Sometimes grimoires obscure things with secret codes or don’t explain certain steps because logically someone at the time would have known how to do what was a common action of the day. But sometimes they’re cryptic and mum on the actual meaning of certain designs and symbols for seemingly no reason. But I think the reason is simply: magicians.
To go into further explanation and not be so cryptic: I just wrote down a spell in one of my journals, and where a couple of components would go that could be changed and customized depending on need, I just left brackets there with nothing inside them, to let myself know that the chunk is swappable, it’s a variable. In another part I drew a dashed diagram with arrows and no other explanation–it’s the instructions for a certain hand-motion to make at the end of the spell.
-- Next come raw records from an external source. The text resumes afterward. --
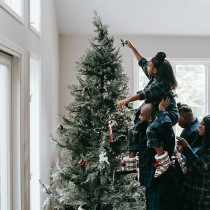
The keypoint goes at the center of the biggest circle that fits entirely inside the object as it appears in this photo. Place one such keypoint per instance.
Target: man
(161, 192)
(189, 122)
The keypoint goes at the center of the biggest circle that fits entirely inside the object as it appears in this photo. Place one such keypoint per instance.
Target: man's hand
(163, 105)
(181, 142)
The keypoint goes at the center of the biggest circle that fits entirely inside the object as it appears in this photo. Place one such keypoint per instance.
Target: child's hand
(181, 142)
(121, 104)
(163, 105)
(128, 43)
There are no full explanations written down simply because I’ll know what I mean, and when I thought about that at the end, I said: “fuck it, it’s my book, if someone finds it when I’m dead it’s not like the book is for them.” And that’s the explanation behind a ton of crypticness: in the end, a lot of these books are made for personal usage or would come with an oral tradition where one person would explain it to another. If you’re not that person or not in that oral tradition, then what’s written there isn’t for you to understand, and cracking it open is going to require intuition, divination, outright necromancy (throttling the author’s ghost for the answer), or just making something up and seeing if it works. It’s not really on every magic-user to write a personal magic book that will be perfectly instructive to people born generations after they die. It’s on us to try to figure out their cryptic bullshit anyway.